Injections in cats should be given in areas that make complete surgical removal of VAS easier. Acceptable sites include the distal limbs and the tail, and as distally (close to the paw/away from the rest of the body) as possible. The Vaccination Guidelines Group (VGG) of the World Small Animal Veterinary Association suggests that if these sites are too hard to access, the loose skin over the lateral abdomen (primordial pouch) could be used. This part of skin is easier to cut out than others, though the AAFP level of removal would not be possible. Because any subcutaneous tumor would be easier to find and remove than one in the middle of muscle, SC should be used if an IM or SC has to be done.

Any cat that has received an injection should have the injection site checked regularly, per the "3-2-1" rule. If at 3 months after injection there is a mass larger than 2 cm in diameter, or if there is a lump increasing in size 1 month after vaccination, the mass should be biopsied.
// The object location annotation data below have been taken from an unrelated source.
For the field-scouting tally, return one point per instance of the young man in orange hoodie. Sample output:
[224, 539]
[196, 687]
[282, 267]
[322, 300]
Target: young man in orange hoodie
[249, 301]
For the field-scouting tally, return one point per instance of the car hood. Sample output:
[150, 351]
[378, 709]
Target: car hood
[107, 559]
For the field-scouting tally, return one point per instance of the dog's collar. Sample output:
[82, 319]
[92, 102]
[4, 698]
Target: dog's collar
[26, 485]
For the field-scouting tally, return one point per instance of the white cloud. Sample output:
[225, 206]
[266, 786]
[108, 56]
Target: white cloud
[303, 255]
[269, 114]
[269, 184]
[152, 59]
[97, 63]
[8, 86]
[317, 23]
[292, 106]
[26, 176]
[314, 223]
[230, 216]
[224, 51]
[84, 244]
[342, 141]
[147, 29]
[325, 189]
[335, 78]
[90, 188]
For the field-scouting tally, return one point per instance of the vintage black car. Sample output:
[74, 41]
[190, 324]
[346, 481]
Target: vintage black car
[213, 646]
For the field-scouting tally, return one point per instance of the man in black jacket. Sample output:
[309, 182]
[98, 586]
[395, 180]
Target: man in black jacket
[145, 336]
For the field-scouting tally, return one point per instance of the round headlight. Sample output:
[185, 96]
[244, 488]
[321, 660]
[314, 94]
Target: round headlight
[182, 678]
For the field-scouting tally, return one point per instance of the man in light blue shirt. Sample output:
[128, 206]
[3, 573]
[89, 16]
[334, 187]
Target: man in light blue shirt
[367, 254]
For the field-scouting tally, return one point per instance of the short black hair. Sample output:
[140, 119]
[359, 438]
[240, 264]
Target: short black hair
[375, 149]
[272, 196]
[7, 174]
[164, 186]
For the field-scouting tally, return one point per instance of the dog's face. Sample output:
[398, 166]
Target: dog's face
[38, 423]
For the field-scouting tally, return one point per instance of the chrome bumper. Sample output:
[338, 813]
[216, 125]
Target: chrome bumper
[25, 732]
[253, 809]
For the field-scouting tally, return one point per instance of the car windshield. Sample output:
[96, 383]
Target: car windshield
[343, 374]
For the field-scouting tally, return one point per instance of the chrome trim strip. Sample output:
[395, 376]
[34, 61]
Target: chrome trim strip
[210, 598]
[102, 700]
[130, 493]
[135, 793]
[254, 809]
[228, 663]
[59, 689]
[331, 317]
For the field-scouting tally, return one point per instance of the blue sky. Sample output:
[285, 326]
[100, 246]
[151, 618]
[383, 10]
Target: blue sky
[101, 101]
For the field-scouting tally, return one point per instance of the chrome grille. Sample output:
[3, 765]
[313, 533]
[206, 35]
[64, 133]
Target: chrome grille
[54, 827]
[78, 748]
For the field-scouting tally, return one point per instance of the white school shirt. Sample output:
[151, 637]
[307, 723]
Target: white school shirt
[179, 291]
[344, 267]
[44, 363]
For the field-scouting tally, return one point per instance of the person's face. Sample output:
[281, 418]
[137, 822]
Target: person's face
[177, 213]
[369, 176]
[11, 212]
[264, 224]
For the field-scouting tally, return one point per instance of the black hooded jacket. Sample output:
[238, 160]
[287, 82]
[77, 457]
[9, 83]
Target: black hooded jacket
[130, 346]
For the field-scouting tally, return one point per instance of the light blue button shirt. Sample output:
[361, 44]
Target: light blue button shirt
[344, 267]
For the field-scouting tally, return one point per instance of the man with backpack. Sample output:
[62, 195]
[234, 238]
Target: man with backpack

In general, any mass in the skin of a cat should be checked.

There have been no specific associations between the development of VAS and vaccine brand or manufacturer, concurrent infections, history of trauma, or environment. No specific vaccine or adjuvant has been incriminated. However, the type of vaccine seems to have a meaningful association. Traditional inactivated vaccines need to use an immunologic adjuvant to induce enough immune response for effectiveness, but this local inflammation could also be a precursor to VAS if it does not subside quickly enough. The modified-live and recombinant vaccines cam produce enough of a response by themselves so most are made non-adjuvanted.